Rokhl’s Golden City: Mock marriages, drag brides, and the dangers of dancing

by
Rokhl Kafrissen
June 25, 2021
Original photo: Jill Freedman/Getty Images
Original photo: Jill Freedman/Getty Images
Original photo: Jill Freedman/Getty Images
Original photo: Jill Freedman/Getty Images

Once upon a summertime, we didn’t have streaming video in our pockets or a PS5 controller in our hands or endless Spotify playlists cupped snugly around our ears. Back when it was a lot harder for folks to amuse themselves over long summer days, the mock Jewish wedding was a thing. A wedding, after all, is a highly choreographed piece of theater. It’s got a beginning, middle and end. It’s got dancing. It usually even comes with a catered meal, if not an open bar. And pretty much anyone can take part.

Mock Jewish weddings can still be found at summer camps and on Jewish day school curricula. The mock wedding isn’t something I grew up with, although it makes sense to me as an immersive way of teaching the Jewish life cycle. But while I was researching queer Yiddishkayt in 2019, I started to dig into a much stranger tradition: the mock wedding in drag, once a staple of Catskills entertainment.

Right before Klezkamp brought the klezmer revival to the Catskills in the mid-1980s, Peter Davis was there with his camera, capturing the end of a different era. In his 1983 documentary The Rise & Fall of the Borscht Belt, we get a peek into the kind of entertainment one might’ve expected at the smaller, less expensive hotels, namely the mock drag wedding. I knew Rise & Fall might be an uncomfortable watch. I didn’t think it would border on horror. But the film’s particular aesthetic choices, combined with a poor-quality print, made a lighthearted summer’s day activity appear darkly foreboding, like the prelude to an unspeakable evening of horrors.

The mock drag wedding in the movie combines American Jewish, Christian, and Yiddish elements. At 1:16:40, for example, we see the “groom” being dragged to the khupe, a familiar trope in Yiddish vaudeville and comedy records. Where arranged marriages were the norm, it was not unexpected for the groom (or bride) to go unwillingly.
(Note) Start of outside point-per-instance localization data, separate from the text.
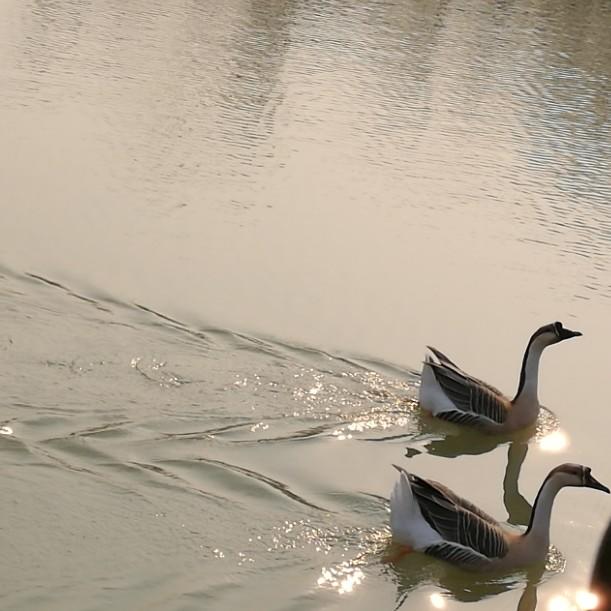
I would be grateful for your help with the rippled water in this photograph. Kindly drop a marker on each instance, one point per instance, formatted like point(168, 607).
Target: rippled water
point(228, 231)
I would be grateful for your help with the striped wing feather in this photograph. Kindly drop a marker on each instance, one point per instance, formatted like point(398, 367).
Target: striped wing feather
point(474, 533)
point(474, 399)
point(452, 365)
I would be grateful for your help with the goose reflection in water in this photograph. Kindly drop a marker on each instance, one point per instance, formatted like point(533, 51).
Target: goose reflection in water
point(456, 584)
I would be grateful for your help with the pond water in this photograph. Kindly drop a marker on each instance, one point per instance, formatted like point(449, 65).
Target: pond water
point(228, 231)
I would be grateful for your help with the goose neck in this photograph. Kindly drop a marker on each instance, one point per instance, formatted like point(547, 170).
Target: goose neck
point(529, 374)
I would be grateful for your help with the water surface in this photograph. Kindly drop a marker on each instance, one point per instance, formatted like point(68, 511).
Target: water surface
point(227, 234)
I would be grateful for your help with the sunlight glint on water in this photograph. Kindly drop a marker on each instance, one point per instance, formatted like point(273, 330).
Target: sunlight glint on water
point(228, 231)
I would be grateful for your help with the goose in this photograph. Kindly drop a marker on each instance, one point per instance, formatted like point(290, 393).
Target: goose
point(426, 516)
point(448, 393)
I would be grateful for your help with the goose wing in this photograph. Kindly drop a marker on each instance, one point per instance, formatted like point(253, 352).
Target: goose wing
point(470, 535)
point(475, 401)
point(452, 365)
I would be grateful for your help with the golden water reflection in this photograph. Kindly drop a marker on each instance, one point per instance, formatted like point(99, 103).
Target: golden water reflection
point(343, 577)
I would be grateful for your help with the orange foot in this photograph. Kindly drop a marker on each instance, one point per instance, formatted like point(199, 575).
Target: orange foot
point(398, 553)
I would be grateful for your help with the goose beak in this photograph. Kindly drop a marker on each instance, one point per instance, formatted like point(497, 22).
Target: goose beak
point(567, 334)
point(594, 483)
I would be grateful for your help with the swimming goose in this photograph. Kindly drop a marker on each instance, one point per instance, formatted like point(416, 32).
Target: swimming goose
point(449, 393)
point(428, 517)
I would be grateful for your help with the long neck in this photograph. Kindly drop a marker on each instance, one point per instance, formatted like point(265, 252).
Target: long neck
point(529, 374)
point(542, 510)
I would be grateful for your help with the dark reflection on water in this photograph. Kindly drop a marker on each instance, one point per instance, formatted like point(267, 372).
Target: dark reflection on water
point(134, 135)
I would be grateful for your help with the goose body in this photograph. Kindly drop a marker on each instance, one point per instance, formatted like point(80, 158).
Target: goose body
point(428, 517)
point(449, 393)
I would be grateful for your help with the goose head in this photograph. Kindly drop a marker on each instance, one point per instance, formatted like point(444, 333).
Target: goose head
point(570, 474)
point(553, 333)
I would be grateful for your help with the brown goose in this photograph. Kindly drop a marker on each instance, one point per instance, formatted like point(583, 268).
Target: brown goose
point(449, 393)
point(428, 517)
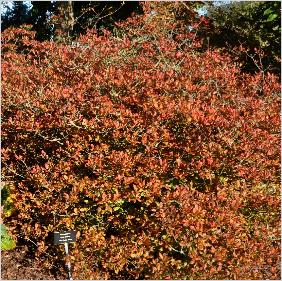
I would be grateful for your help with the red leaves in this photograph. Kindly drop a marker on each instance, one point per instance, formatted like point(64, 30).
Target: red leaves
point(149, 139)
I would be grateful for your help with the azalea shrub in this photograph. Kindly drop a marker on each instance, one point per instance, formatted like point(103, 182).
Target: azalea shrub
point(165, 159)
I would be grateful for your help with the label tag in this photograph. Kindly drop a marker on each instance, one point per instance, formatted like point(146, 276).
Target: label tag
point(64, 237)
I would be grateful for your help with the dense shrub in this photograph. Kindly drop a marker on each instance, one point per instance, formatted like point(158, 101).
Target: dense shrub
point(165, 160)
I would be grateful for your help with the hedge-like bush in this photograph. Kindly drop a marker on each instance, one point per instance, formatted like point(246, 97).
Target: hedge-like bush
point(164, 159)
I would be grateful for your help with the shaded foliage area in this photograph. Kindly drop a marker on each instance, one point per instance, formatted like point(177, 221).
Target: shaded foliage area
point(251, 25)
point(164, 158)
point(44, 15)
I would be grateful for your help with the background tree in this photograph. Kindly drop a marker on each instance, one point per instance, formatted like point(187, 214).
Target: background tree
point(252, 25)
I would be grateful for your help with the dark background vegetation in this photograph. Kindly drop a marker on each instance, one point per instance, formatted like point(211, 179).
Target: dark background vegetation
point(253, 25)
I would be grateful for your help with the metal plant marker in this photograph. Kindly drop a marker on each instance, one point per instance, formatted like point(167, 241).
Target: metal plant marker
point(65, 237)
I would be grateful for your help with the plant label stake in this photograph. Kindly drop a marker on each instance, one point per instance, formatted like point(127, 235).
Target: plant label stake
point(65, 237)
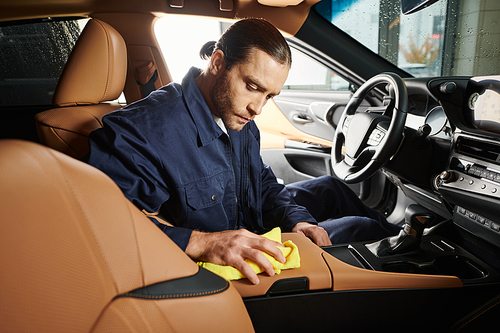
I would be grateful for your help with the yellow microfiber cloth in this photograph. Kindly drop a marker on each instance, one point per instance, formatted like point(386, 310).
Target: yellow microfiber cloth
point(290, 251)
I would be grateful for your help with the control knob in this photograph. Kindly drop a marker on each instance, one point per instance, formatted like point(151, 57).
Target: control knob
point(447, 176)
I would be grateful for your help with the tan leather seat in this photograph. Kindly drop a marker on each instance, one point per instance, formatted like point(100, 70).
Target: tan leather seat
point(77, 256)
point(93, 77)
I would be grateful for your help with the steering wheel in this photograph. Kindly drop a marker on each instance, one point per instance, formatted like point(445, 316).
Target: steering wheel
point(372, 137)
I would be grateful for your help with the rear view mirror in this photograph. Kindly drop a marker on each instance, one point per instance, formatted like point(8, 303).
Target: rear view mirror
point(412, 6)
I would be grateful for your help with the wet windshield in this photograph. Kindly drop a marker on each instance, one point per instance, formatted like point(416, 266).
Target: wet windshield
point(450, 37)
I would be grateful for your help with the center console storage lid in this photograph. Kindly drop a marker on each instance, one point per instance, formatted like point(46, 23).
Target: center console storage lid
point(313, 273)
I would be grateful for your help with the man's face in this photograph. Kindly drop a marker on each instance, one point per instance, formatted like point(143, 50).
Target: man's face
point(239, 94)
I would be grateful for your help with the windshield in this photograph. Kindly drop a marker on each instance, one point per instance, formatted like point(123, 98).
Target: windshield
point(450, 37)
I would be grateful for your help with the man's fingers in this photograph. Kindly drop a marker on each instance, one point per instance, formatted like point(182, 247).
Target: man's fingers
point(246, 270)
point(271, 248)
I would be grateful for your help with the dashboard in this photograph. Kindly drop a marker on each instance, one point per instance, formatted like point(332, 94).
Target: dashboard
point(450, 158)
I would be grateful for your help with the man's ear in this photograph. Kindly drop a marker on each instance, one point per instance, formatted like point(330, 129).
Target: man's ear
point(217, 62)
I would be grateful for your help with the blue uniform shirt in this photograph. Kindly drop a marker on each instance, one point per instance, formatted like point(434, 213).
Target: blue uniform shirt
point(166, 151)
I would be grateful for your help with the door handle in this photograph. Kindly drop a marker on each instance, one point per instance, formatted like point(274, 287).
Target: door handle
point(302, 118)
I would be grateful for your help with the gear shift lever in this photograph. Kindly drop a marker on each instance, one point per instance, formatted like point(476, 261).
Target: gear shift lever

What’s interesting is how boldly the film spells out its conclusion. Marriage was the site of the reproduction of the Jewish people. And for decades, Catskills hotels were the site of American Jewish matchmaking. With the end of the Jewish Catskills era, we are told, the very continuation of the Jewish people is now in question. The movie closes with the wild, screaming weirdness of the mock wedding, alongside an incongruously serious narrative voice of doom.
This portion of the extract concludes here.